Like Someone in Love movie review (2013)

Later, we learn that the professor has assumed the role of the call girl's "father" with almost desperate passion — not from histrionics or speeches but through revealing, repetitive actions. Messages on his antiquated answering machine let us infer that he's breaking a longstanding orderly routine to become this girl's protector. He ignores all business calls the instant he learns she's in trouble, and gets to his feet with as much vigor as an often desk-bound 80-year-old can muster.

All of which might sound pretty slight, but Kiarostami's eye and ear render it all in an intriguingly odd, often absurd light. So many of his long-take compositions could stand up to hours of museum scrutiny, which is not surprising for a commercial-illustrator-turned-director who has been experimenting with ways to suggest as many possibilities in a single (sometimes rock solid, sometimes constantly shifting) frame as possible since 1970.

Many critics have noted the wondrously jam-packed and disorienting opening shot inside a nightclub, but every shot in the film, really, is its own universe. Window panes and mirrors often relieve Kiarostami from cutting to and fro by including an offscreen character in a gorgeously warped, faded reflection. His joy in discovering a shimmering new canvas, the city of Tokyo, comes through in each cut to something quietly astonishing. It helps that sound designer Mohammad Reza Delpak makes such an enveloping "score" out of Tokyo's ambient urban cacophony.

Some critics who saw the film at Cannes last year had trouble with how abruptly and weirdly it ends. I'm semi-spoiling it for you now so that maybe you'll make less of it. The characters in "Like Someone in Love" are not very strong-willed or dynamic. The promise of income and social advancement in a ruthless economy lure them to adopt roles that fit them uncomfortably, which further prompts them to take on other roles that help conceal their shame and vulnerability.

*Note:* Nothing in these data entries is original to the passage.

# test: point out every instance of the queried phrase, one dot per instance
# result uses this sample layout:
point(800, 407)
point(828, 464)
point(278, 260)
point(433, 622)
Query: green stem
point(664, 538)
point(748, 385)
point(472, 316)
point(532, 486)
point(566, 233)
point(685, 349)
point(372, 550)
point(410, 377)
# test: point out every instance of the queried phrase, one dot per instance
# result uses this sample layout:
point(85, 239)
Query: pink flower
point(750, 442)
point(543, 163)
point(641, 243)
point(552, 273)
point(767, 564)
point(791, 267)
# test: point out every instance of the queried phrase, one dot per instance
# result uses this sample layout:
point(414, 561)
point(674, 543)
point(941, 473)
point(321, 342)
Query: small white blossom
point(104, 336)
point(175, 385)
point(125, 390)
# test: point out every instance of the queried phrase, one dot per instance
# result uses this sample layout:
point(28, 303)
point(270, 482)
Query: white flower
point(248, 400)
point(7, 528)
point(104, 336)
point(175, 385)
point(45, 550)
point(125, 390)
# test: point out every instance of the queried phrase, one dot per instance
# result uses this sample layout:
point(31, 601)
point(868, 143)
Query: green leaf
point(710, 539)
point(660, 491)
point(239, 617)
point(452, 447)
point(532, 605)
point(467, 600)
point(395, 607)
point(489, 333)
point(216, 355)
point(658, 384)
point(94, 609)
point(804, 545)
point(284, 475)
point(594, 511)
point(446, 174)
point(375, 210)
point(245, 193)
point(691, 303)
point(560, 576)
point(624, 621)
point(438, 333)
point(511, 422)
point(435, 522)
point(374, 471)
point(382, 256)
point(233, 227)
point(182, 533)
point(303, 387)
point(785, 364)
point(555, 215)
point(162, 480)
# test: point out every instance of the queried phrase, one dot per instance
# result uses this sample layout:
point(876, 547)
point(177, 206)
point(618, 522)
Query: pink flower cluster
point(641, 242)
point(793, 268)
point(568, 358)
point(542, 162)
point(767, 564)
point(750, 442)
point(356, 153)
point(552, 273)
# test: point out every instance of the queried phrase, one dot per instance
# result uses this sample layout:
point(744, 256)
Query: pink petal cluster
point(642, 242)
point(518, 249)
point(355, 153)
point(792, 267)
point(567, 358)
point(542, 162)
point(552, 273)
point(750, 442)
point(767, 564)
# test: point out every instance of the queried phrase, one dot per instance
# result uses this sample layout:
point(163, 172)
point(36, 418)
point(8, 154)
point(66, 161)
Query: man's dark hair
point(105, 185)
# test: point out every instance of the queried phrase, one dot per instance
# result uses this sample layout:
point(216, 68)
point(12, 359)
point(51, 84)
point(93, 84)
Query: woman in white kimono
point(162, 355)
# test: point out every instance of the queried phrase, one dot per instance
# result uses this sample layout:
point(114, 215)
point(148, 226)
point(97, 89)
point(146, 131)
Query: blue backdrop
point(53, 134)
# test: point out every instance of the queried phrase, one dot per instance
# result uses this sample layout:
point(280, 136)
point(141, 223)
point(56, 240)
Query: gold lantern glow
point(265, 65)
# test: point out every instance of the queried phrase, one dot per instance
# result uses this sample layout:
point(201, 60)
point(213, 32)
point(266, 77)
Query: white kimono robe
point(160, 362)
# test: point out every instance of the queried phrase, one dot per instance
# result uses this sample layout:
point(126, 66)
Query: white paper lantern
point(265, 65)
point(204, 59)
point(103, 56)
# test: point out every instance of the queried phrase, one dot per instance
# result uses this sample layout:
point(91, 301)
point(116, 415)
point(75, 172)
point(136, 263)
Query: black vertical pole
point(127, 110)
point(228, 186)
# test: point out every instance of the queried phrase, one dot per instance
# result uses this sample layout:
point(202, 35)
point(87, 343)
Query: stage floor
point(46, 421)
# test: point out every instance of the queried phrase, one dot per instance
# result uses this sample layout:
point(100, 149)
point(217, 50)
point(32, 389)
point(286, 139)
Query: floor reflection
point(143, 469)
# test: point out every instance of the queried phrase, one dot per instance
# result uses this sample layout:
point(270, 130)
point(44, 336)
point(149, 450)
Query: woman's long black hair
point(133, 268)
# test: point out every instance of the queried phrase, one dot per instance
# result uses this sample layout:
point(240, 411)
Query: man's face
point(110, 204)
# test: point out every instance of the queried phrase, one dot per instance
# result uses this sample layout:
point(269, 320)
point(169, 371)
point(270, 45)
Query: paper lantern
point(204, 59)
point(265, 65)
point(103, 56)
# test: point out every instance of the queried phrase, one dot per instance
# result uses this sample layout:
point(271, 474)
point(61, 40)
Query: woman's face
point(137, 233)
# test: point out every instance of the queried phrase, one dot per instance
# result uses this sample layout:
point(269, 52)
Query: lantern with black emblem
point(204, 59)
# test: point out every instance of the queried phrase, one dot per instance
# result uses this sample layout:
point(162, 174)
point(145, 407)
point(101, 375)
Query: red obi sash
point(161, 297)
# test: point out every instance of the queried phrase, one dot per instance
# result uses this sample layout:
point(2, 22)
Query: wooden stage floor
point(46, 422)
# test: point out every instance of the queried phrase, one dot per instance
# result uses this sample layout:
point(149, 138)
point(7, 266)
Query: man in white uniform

Kiarostami presents indefinite people with indefinite motivations and desires. The way this film ends is perfect, I've decided (after wrestling with it for a few weeks) because it's a bracing slap to the face of not just these characters who have been slumming, pretending and withholding, but to many of us who might be going through life on some kind of autopilot. The film's craziest, most easily mocked character emerges as the one most fully alive. Old Kiarostami, master of paradoxes, is set in his ways, but his ways are never set.